Exercises on Covariance and Correlation

Exercises on Covariance and Correlation#

1) Covariance

Prove mathematically and numerically the correlation formula for \(N\rightarrow\infty\):

\[ Cov(x,y)=\frac{1}{N-1}\sum_{i=1}^{N}(x_i -\bar{x})(y_i -\bar{y}) = ... = \overline{xy} - \bar{x}\bar{y}\]

What happens if \(N=1\) and for small values of \(N\) (\(N<100\))?

2) Correlation

An advanced satellite performs a simultaneous observation of X-ray and radio spectrum of a Pulsar for a period of 10 hours. A radio-telescope on earth is also monitoring the radio spectrum but it has older instruments and higher noise.

import numpy as np
import pandas as pd

time = np.arange(0, 10)
XrayPulses = np.array([4.67, 6.07, 4.19, 4.63, 6.77, 3.69, 5.20, 4.87, 5.85, 4.73])
RadioPulsesSat = np.array([1.73, 2.24, 1.60, 1.64, 2.43, 1.26, 1.91, 1.58, 2.22, 1.67])
RadioPulsesLab = np.array([1.94, 1.16, 2.01, 2.19, 1.55, 2.05, 2.20, 2.35, 2.12, 2.19])

XrayPulses *= 10**6
RadioPulsesSat *= 10**5
RadioPulsesLab *= 10**5

data = {
    "time": time,
    "x-ray pulses": XrayPulses,
    "radio pulses satellite": RadioPulsesSat,
    "radio pulses laboratory": RadioPulsesLab,
}

df = pd.DataFrame(data)
df
---------------------------------------------------------------------------
ModuleNotFoundError                       Traceback (most recent call last)
Cell In[1], line 2
      1 import numpy as np
----> 2 import pandas as pd
      4 time = np.arange(0, 10)
      5 XrayPulses = np.array([4.67, 6.07, 4.19, 4.63, 6.77, 3.69, 5.20, 4.87, 5.85, 4.73])

ModuleNotFoundError: No module named 'pandas'

3.1) Compute the covariance and the correlation factor of the x-ray pulses and the radio pulses from satellite.

Is there any evidence of correlation between radio pulses and X-Rays? If so try to see if there’s still correlation between the X-Ray pulses and the Radio pulses recorded by the second radio-telescope (the one on Earth), and verify that the correlation of data of the two radio-telescope give the same result.

Do you expect any correlation between the time and the data from the satellite or the telescope? Answer by computing the correlation between time and Xray or radio pulses.

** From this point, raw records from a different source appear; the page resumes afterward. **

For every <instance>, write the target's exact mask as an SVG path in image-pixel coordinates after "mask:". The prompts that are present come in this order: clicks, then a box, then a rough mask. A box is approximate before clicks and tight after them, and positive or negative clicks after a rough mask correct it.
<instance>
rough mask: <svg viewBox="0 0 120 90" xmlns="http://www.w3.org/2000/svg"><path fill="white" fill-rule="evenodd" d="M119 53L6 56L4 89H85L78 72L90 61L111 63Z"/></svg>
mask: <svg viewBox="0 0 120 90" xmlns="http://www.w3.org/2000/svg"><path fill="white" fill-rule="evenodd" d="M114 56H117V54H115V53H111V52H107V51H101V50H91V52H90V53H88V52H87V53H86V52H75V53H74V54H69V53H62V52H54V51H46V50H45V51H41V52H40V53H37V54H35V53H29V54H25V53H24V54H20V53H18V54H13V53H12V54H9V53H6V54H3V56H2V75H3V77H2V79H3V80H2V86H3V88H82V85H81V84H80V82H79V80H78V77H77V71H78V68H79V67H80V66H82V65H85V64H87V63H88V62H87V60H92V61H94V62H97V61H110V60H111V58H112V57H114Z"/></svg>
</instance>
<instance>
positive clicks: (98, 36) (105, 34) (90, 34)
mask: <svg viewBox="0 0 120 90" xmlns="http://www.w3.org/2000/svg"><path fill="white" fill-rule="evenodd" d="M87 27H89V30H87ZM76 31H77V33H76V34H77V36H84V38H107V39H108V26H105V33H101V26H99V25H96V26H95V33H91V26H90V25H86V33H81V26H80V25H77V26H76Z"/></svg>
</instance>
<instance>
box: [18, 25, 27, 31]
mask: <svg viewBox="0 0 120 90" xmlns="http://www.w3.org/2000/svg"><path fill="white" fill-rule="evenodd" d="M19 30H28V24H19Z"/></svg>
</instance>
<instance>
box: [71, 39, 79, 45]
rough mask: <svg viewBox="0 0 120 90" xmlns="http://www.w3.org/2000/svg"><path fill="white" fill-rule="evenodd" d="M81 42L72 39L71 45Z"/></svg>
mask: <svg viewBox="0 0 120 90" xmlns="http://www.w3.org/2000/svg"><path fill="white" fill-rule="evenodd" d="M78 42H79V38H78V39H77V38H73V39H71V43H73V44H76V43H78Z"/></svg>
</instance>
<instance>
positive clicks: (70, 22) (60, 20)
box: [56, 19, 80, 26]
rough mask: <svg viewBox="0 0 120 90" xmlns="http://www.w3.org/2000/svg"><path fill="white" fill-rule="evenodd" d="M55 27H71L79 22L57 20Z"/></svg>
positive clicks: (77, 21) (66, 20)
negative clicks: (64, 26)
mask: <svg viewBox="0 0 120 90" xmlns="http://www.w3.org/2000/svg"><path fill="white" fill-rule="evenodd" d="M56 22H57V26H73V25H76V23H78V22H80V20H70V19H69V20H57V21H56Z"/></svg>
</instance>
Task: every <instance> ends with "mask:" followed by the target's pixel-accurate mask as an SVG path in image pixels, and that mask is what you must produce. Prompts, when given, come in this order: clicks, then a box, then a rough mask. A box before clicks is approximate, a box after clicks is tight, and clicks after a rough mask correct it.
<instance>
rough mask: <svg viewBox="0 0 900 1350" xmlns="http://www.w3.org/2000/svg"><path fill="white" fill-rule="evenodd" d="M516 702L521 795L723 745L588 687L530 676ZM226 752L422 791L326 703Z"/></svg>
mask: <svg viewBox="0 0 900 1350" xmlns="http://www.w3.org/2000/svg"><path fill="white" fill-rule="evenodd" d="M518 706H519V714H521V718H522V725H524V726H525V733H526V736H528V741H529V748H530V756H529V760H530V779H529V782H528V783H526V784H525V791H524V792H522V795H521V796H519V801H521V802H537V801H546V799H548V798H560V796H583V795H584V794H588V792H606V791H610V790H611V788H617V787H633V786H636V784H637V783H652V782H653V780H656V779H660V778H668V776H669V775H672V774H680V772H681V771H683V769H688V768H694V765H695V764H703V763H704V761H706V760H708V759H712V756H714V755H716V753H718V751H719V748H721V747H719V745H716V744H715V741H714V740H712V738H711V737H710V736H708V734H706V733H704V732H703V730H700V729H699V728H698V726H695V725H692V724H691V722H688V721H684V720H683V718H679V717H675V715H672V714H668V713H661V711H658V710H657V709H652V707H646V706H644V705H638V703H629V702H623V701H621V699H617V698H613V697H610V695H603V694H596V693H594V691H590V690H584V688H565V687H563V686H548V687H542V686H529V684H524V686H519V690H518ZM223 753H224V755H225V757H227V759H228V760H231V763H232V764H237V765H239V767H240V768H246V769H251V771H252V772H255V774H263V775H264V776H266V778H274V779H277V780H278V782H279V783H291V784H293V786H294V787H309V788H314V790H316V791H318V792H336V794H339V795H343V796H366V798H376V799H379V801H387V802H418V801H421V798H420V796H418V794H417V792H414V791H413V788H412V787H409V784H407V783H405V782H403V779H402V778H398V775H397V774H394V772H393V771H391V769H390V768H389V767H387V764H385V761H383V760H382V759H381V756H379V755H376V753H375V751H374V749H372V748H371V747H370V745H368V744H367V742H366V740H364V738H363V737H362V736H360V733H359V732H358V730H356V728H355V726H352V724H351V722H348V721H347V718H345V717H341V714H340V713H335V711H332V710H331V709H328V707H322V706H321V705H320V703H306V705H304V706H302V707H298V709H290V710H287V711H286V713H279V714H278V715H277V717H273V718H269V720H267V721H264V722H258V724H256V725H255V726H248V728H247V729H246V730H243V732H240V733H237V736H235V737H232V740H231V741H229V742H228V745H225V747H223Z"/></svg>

3.2) Fill the x-ray pulses and the radio pulses data into a 2D histogram, get the correlation and the covariance from the histogram and compare it with the calculated one. The difference with respect to (2.1) is that here your data are binned.

Comment on the information loss from unbinned to binned data for the calculation of covariance/correlation and discuss the limit for which unbinned and binned data reach the same result

Note: getting correlation and covariance from the histogram means computing these quantities using the average values of the bins.